雲を見分ければ、天候などの判断がスムーズです。逆にこれを甘く見ると、たいへんな失敗に陥ります。
かれこれ35年前になるでしょうか。あるブラザーとともに長野県の白馬にある八方尾根を通り、五竜岳、鹿島槍ケ岳に登った時のこと。風が強く天候が変わりやすい状況でした。フーフー言いながら鹿島槍ケ岳の頂上に立ち、冷池山荘方面へ向かって歩き続けると、稜線を境に雲がきれいに分かれていました。長野県側は曇り、岐阜県側は雲一つない晴れ。風は西の岐阜県側から東の長野県側に吹き、長野県側の雲がワクワクと上昇してくるのですが、岐阜県側からの風で消されている状況でした。このように雲が消える時はよい天気だと言います。それに対して、長野県側の雲が岐阜県側に流れていくと天気が悪くなると言います。別の機会に、後者の体験をしてことがありますが、まさにそうでした。

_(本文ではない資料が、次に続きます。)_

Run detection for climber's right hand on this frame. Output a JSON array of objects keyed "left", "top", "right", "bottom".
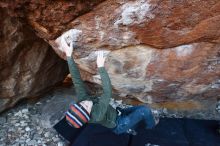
[{"left": 61, "top": 35, "right": 73, "bottom": 56}]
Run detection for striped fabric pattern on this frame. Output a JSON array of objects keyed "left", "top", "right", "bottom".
[{"left": 66, "top": 103, "right": 90, "bottom": 128}]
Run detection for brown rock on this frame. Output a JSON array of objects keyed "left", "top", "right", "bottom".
[
  {"left": 0, "top": 0, "right": 220, "bottom": 119},
  {"left": 0, "top": 9, "right": 68, "bottom": 112}
]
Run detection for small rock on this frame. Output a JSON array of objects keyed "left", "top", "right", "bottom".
[
  {"left": 0, "top": 117, "right": 6, "bottom": 125},
  {"left": 15, "top": 123, "right": 20, "bottom": 127},
  {"left": 14, "top": 111, "right": 22, "bottom": 117},
  {"left": 44, "top": 132, "right": 50, "bottom": 137},
  {"left": 25, "top": 138, "right": 31, "bottom": 143},
  {"left": 21, "top": 109, "right": 28, "bottom": 114},
  {"left": 27, "top": 140, "right": 37, "bottom": 146},
  {"left": 58, "top": 142, "right": 64, "bottom": 146},
  {"left": 25, "top": 127, "right": 31, "bottom": 131}
]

失敗した例ですが、その数年前、同じメンバーで北アルプスの唐松岳から不帰(かえらず)のキレットを通って天狗小屋、白馬鑓ケ岳、白馬山荘へと歩いた時のこと。キレットの所では雨が降ったりやんだりの天気、しかもアップダウンが続き、やっとの思いで12時ごろ天狗小屋に到着しました。先へ急ぐか、あるいは今日はこの小屋に泊まるかを思案。雲行きを見ながら素人の考えで先へ急ぐことにしました。それから一時間たったでしょうか。黒い雲が厚くなり、さらに雨が降り始めました。最初はにわか雨程度だったのが、そのうちに豪雨。おまけに雷まで鳴り始めました。天狗小屋へ引き返すにも中途半端な距離で、結局白馬小屋まで急ぐことにしました。雷が鳴る中での歩行は、生きた心地がしませんでした。やっとの思いで午後4時30分ごろ小屋に着き、ほんとうにほっとしたことがあります。まさに雲行きの判断を誤った歩行でした。後で知ったのですが、その日、槍ケ岳の頂上で二人の方が雷に打たれ、即死しました。
今日の箇所で雲が弟子たちを覆います。それは神の現存を体験する機会ともなりました。彼らはどんな思いで、雲の動きを見たのでしょうか。